(Pensando en voz alta sobre el futuro de este sitio – No es muy interesante, así que tú mismo…)
Este sitio necesita limpieza. He querido que sea un poco de todo y ahora es como un armario atestado de cosas que, como sabía que se iban a desparramar por todas partes, procuraba no abrir. Por lo tanto, o hacía limpieza o le pegaba fuego. Y como la adolescencia queda un poco lejos (¡ja!), voy a intentar lo primero. Eso sí, soltando lastre, que las alforjas pesan lo suyo.
Las fotos ya las retiré hace unos meses. Ahora están en Flickr, aunque no me convence que para poder mostrarlas todas tenga que hacerme una cuenta de pago, así que igual tiro de Picasa. O simplemente hago selección, que tampoco es que sea yo un genio de la réflex… (ni de la digital :P)
Los trabajos los terminaré de quitar en cuanto tenga el portafolio totalmente a mi gusto. Que será muy pronto.
Lo que más me gusta del diario, las ideas y otras pequeñas categorías lo estoy recopilando para componer un libro. Una especie de diccionario de sensaciones, ideas e historias. Creo que es la parte más «pura» de rare, en el sentido de que representa lo que inicialmente era esta página: una botella en la que guardar mensajes con la esperanza de obtener alguna respuesta. Y algunas he recibido :) Pero su tiempo ya ha pasado.
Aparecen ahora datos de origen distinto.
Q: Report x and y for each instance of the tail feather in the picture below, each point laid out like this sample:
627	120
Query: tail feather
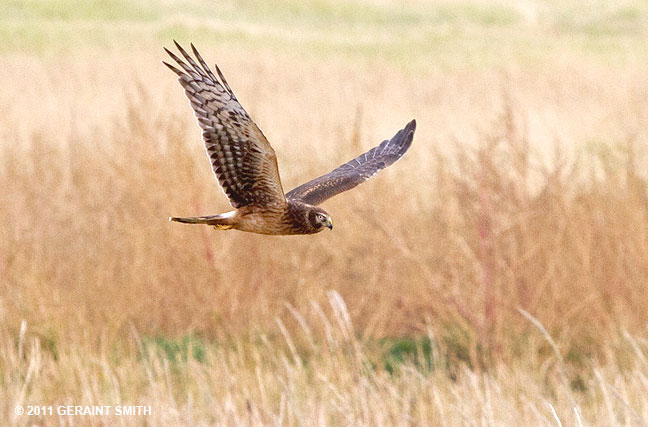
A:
220	222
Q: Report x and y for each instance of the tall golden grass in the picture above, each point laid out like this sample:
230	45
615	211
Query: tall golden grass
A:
495	275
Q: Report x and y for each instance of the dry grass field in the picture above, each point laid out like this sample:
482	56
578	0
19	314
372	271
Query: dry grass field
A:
496	275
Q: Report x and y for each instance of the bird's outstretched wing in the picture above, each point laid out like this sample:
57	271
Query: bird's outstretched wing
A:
356	171
241	156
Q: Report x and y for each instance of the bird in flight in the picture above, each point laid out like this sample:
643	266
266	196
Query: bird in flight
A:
246	165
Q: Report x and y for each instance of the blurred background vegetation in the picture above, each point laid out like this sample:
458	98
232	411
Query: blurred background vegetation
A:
496	274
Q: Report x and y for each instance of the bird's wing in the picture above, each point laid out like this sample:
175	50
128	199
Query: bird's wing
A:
356	171
241	156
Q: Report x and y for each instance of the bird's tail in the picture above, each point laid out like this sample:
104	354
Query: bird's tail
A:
219	222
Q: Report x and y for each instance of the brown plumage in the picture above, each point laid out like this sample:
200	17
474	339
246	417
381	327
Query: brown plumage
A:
246	165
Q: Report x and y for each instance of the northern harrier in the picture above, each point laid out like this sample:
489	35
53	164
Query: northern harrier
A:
246	166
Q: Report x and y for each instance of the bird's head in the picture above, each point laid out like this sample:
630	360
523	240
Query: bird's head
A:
319	219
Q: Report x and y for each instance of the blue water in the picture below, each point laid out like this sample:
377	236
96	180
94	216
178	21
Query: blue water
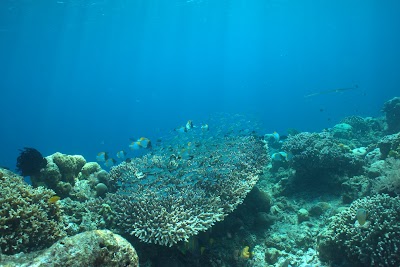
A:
80	77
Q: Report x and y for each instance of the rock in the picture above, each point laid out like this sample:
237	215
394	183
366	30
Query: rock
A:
342	130
93	248
302	215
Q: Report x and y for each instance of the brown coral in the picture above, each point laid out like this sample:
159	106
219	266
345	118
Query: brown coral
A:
27	221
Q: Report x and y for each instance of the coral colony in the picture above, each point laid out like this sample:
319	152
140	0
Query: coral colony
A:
223	193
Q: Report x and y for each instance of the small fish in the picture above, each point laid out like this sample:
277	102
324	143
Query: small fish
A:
110	162
276	136
181	129
185	153
53	199
142	142
135	145
145	142
121	154
204	127
102	156
279	156
361	216
338	90
189	125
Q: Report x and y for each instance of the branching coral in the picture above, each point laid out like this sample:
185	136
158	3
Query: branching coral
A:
375	243
28	221
164	198
389	182
392	111
30	162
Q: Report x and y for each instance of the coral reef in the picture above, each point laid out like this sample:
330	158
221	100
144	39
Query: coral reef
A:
364	130
389	146
163	198
319	156
374	243
392	112
60	173
28	220
389	181
94	248
30	162
71	176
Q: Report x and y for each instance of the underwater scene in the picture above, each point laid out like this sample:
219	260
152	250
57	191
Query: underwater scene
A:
191	133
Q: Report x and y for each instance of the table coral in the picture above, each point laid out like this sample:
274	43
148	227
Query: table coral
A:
174	198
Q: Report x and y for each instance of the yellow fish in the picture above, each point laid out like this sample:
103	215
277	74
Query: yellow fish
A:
53	199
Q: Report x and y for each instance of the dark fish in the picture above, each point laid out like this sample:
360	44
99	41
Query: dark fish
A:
338	90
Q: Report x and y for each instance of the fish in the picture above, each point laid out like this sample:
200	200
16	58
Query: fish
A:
338	90
204	127
110	162
361	216
102	156
53	199
189	125
142	142
274	137
279	156
145	142
181	129
121	154
185	153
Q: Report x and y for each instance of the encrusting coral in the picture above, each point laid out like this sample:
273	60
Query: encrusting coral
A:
28	220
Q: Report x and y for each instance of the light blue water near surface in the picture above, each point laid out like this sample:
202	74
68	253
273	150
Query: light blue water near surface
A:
80	77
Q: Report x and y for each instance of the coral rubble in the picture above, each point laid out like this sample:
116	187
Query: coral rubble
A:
28	221
94	248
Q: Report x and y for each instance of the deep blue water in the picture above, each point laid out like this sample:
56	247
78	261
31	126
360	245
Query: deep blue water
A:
81	77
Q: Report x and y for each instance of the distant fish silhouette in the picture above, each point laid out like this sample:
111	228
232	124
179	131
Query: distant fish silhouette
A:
338	90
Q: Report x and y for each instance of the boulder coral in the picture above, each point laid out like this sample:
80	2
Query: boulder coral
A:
392	112
93	248
373	243
320	156
28	220
60	173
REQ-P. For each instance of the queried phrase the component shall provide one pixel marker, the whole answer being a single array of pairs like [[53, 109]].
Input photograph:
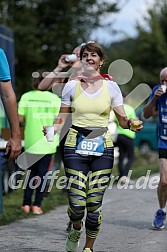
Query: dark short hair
[[92, 47]]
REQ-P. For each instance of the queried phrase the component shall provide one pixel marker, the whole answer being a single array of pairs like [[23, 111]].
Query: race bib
[[93, 146], [163, 131]]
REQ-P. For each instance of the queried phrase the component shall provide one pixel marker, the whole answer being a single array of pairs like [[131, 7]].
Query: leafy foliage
[[44, 30]]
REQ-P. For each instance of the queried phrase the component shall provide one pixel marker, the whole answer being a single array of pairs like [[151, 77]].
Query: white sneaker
[[72, 241]]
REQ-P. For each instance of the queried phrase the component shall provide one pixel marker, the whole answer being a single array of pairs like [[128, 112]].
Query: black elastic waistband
[[91, 131]]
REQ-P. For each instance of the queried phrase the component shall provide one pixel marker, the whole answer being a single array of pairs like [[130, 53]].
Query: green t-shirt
[[39, 109], [130, 112]]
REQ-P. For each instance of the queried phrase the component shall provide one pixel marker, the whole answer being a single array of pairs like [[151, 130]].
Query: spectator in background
[[9, 102], [36, 109], [125, 143], [158, 103]]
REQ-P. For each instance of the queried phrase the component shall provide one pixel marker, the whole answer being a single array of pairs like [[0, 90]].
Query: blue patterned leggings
[[88, 177]]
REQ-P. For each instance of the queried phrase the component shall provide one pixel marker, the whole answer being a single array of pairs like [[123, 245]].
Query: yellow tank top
[[90, 112]]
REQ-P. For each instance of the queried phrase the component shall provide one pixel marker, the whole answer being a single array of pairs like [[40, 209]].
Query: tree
[[150, 47], [44, 29]]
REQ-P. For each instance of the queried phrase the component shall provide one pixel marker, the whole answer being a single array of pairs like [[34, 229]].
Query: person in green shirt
[[36, 109]]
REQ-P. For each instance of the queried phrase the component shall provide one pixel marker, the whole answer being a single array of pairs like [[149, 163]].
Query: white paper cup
[[71, 58], [163, 88], [50, 133]]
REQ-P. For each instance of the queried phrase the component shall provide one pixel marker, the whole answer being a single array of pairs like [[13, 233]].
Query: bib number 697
[[89, 145]]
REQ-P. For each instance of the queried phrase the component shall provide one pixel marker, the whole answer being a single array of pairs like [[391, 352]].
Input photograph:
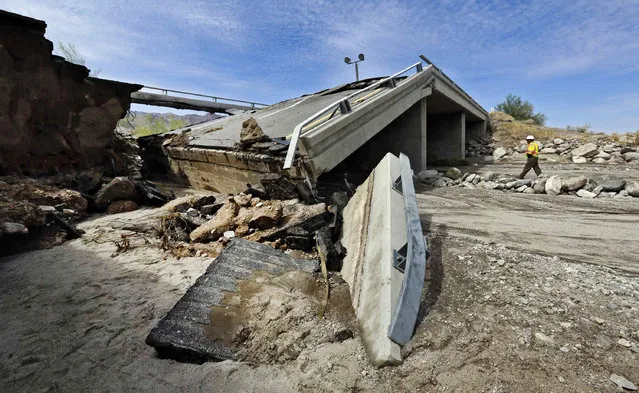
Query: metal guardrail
[[344, 106], [452, 82], [413, 266], [214, 98]]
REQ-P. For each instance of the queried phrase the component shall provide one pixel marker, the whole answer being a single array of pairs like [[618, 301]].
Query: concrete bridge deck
[[424, 115]]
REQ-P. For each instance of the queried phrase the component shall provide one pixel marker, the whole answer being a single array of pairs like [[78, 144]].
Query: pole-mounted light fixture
[[348, 60]]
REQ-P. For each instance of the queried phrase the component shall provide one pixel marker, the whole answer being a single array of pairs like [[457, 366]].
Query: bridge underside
[[426, 116]]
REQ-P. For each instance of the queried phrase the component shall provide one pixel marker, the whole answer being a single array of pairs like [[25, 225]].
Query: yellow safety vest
[[533, 149]]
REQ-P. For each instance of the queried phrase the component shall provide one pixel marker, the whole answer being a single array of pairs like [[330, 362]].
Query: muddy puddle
[[272, 318]]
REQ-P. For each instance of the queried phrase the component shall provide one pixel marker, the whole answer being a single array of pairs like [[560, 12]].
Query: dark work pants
[[532, 163]]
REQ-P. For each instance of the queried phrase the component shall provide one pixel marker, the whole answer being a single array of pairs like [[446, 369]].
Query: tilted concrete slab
[[380, 222], [330, 143], [374, 284], [142, 97], [181, 335], [406, 117]]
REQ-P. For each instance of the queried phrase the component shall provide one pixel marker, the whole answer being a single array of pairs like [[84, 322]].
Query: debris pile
[[253, 139], [205, 224], [553, 185], [554, 143], [41, 213], [482, 146]]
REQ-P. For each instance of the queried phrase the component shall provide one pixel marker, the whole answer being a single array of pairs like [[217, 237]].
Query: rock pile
[[40, 213], [553, 185], [253, 139], [482, 146], [206, 224], [601, 151]]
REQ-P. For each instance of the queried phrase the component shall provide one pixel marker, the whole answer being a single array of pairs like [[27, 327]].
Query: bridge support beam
[[406, 134], [475, 129], [446, 137]]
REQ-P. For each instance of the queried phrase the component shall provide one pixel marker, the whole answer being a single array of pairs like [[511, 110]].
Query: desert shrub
[[584, 128], [153, 125], [71, 54], [521, 109]]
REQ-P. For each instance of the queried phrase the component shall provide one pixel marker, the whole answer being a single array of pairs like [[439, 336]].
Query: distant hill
[[145, 123]]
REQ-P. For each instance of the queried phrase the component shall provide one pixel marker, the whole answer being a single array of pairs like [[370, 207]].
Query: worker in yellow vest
[[532, 152]]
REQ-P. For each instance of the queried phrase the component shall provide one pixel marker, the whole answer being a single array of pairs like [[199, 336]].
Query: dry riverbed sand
[[510, 306]]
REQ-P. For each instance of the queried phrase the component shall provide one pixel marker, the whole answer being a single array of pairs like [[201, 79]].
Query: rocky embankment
[[507, 141], [41, 213], [554, 185]]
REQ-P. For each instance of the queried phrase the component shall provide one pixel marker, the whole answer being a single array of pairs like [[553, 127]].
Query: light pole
[[347, 60]]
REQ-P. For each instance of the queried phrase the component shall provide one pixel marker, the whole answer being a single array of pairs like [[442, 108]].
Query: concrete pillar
[[475, 129], [406, 134], [424, 137], [446, 139]]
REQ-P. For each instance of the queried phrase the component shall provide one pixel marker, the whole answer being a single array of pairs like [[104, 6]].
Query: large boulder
[[553, 185], [631, 156], [278, 187], [121, 207], [633, 188], [266, 216], [573, 183], [119, 189], [453, 173], [499, 153], [223, 221], [613, 185], [540, 186], [251, 132], [586, 194], [427, 175], [579, 159], [587, 150], [13, 228], [203, 201]]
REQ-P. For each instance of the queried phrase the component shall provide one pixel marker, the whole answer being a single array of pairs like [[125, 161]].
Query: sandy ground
[[598, 231], [509, 307]]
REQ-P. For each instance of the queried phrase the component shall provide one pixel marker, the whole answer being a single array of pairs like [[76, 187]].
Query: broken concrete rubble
[[375, 232], [181, 334], [251, 133], [215, 227]]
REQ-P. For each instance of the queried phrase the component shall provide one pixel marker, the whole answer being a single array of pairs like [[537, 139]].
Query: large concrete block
[[375, 284]]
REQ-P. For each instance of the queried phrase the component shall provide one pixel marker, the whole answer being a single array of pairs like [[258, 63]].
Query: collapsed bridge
[[418, 111]]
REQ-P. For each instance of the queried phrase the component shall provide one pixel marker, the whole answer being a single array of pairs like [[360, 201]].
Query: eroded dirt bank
[[498, 316]]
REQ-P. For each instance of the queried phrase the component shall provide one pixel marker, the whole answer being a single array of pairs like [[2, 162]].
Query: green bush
[[71, 54], [520, 109]]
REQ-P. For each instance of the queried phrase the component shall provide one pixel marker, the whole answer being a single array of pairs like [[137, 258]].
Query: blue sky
[[577, 61]]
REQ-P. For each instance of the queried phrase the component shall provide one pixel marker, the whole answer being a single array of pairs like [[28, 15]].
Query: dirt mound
[[272, 319]]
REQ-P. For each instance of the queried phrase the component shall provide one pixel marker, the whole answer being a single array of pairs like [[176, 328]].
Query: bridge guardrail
[[214, 98], [344, 106]]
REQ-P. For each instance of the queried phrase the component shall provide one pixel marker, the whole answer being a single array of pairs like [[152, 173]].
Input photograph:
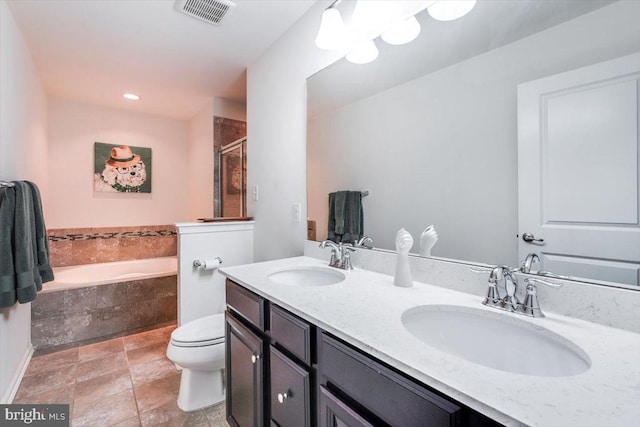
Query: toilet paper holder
[[207, 264]]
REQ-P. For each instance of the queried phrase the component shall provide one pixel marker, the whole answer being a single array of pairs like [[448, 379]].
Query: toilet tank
[[202, 292]]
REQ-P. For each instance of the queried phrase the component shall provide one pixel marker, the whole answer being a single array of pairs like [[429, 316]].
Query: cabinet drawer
[[290, 392], [246, 304], [334, 412], [291, 332], [386, 394]]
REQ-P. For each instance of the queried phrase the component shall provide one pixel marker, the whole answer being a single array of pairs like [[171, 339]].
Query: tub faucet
[[528, 261]]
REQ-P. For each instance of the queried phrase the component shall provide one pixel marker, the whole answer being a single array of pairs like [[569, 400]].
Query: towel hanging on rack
[[346, 220], [24, 251]]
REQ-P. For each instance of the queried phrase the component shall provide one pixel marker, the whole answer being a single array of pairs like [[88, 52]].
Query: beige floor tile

¿Qué queda? Sí, las reseñas. Creo que se pueden quedar. En el fondo, cuando mejor ha funcionado rare es cuando ha sido una especie de fanzine de música, libros, películas… Si me animo a rediseñar (qué pereza da WordPress…), será lo que quede. O quizá lo lleve a Tumblr, Posterous o alguna de esas cosas tan nuevas y tan cómodas. O quizá lo mande todo a web.archive.org. En fin. Valeria le lanzó a a Conan: «¿Quieres vivir para siempre?». Me pregunto yo: «¿Quién quiere sentirse atado a párrafos antiguos?»